Despite decades of effort, image analysis remains a largely unsolved problem in computer science, the researchers said. For example, while progress has been made in automatic face detection in images, finding other objects, like mountains or tea pots, which are instantly recognizable to humans, has lagged behind.

"We wanted to incorporate all of the stuff that is happening in computer vision and put it in a Web framework," said Shumeet Baluja, a senior staff researcher at Google, who made the presentation with Yushi Jing, another Google researcher. The company’s expertise in creating vast graphs that weigh "nodes" or Web pages based on their "authority" can be applied to images that are the most representative of a particular query, he said.

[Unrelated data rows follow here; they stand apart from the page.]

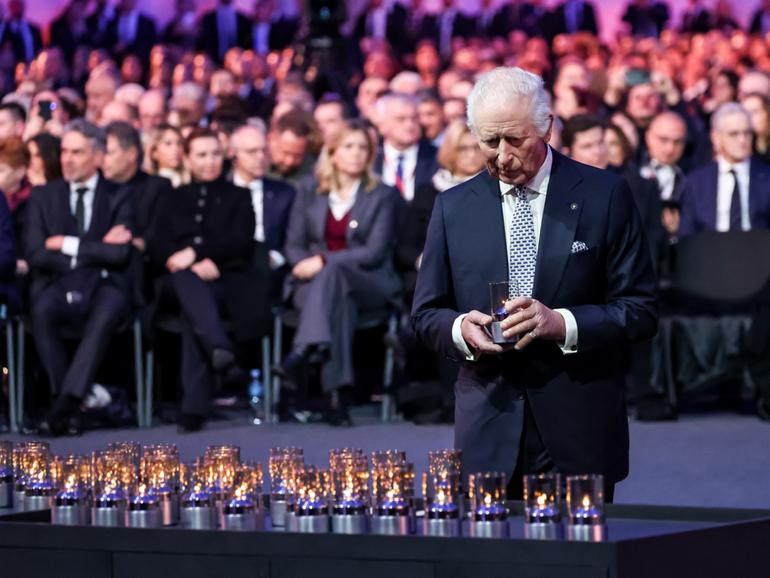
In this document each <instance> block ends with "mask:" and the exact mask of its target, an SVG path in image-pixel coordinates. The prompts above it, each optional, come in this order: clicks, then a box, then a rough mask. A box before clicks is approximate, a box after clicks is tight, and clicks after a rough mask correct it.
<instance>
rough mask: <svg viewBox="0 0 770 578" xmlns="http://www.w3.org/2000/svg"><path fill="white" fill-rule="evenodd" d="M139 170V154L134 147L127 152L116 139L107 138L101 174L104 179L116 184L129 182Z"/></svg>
mask: <svg viewBox="0 0 770 578" xmlns="http://www.w3.org/2000/svg"><path fill="white" fill-rule="evenodd" d="M138 168H139V154H138V151H137V150H136V149H135V148H134V147H130V148H128V149H127V150H126V149H123V148H121V146H120V143H119V142H118V139H117V138H115V137H114V136H108V137H107V150H106V151H105V153H104V162H103V163H102V172H103V173H104V176H105V178H107V179H109V180H111V181H115V182H116V183H125V182H128V181H129V180H131V178H132V177H133V176H134V175H135V174H136V171H137V169H138Z"/></svg>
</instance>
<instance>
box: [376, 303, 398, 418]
mask: <svg viewBox="0 0 770 578" xmlns="http://www.w3.org/2000/svg"><path fill="white" fill-rule="evenodd" d="M397 331H398V317H397V315H396V314H395V313H392V314H391V315H390V316H389V317H388V335H389V336H391V337H392V338H395V337H396V336H397ZM388 341H390V340H388ZM393 357H394V353H393V347H392V346H391V345H389V344H387V345H385V368H384V370H383V378H382V405H381V408H380V419H381V420H382V421H383V422H385V423H387V422H389V421H391V420H392V419H393V393H392V391H391V389H392V385H393V365H394V359H393Z"/></svg>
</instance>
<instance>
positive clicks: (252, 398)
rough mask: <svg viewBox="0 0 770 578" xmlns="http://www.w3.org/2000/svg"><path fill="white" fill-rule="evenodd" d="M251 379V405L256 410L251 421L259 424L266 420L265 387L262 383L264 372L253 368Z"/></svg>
mask: <svg viewBox="0 0 770 578" xmlns="http://www.w3.org/2000/svg"><path fill="white" fill-rule="evenodd" d="M249 375H250V376H251V381H249V405H251V409H253V410H254V417H253V418H252V420H251V423H253V424H254V425H259V424H261V423H264V421H265V402H264V395H265V388H264V386H263V385H262V372H261V371H260V370H258V369H252V370H251V371H250V372H249Z"/></svg>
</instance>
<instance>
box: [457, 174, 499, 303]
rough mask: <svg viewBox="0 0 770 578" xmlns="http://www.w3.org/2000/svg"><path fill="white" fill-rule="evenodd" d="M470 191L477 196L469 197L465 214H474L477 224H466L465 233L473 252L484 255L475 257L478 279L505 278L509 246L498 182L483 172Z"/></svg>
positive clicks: (492, 279)
mask: <svg viewBox="0 0 770 578" xmlns="http://www.w3.org/2000/svg"><path fill="white" fill-rule="evenodd" d="M473 192H474V193H475V194H476V197H477V198H473V199H468V202H469V203H468V204H469V206H468V213H467V214H469V215H470V214H474V213H475V214H477V215H478V224H479V226H476V227H471V226H469V227H468V228H467V232H466V234H467V236H468V246H469V247H470V248H472V251H473V254H474V255H484V257H485V258H484V259H480V260H477V262H478V263H479V267H480V277H481V279H480V282H482V283H485V284H486V283H496V282H500V281H507V280H508V249H507V245H506V231H505V222H504V220H503V207H502V197H501V196H500V183H499V181H498V180H497V179H495V178H493V177H492V176H490V174H489V173H488V172H487V171H484V172H483V173H482V174H481V177H480V178H479V180H477V181H475V183H474V185H473ZM471 241H472V242H471ZM485 291H486V288H485Z"/></svg>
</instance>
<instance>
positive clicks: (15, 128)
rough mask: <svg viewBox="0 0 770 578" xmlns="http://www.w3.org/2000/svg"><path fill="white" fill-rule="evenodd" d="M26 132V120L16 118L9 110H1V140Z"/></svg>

The research paper, "PageRank for Product Image Search," is focused on a subset of the images that Google, the search engine business, has catalogued because of the tremendous computing costs required to analyze and compare images. To do this for all the images indexed by the search engine would be impractical, the researchers said.

Google does not disclose how many images it has catalogued, but it asserts that its Google Image Search is the "most comprehensive image search on the Web."

The company said that in its research it had concentrated on the 2,000 most popular product queries on Google’s product search, words like iPod, Xbox, and Zune. They then sorted the top 10 images both from their ranking system and the standard Google Image Search results.

With a team of 150 Google employees, they created a scoring system for image "relevance." The researchers said the retrieval led to an 83 percent reduction in irrelevant images.

Google is not the first to make a foray into the visual product search category. Riya, a Silicon Valley start-up, introduced Like.com in 2006. The service, which refers users to shopping sites, makes it possible for a Web surfer to select a particular visual attribute, like a certain style of brown shoes or a style of buckle, and then be presented with similar products available from competing Web merchants.

Rather than relying on a text query, the service focuses on the ability to match shapes or objects that it might be hard to describe in writing, said Munjal Shah, the chief executive of Riya.

"I think what they’re trying to accomplish is largely impossible," he said. "Our belief is there is not large-scale solutions."

Shah said there had been a number of technology demonstrations by Google Labs researchers, including a 2005 project that used machine learning techniques to recognize the sex of a person in an image. But the company has been slow to deploy its research, he said.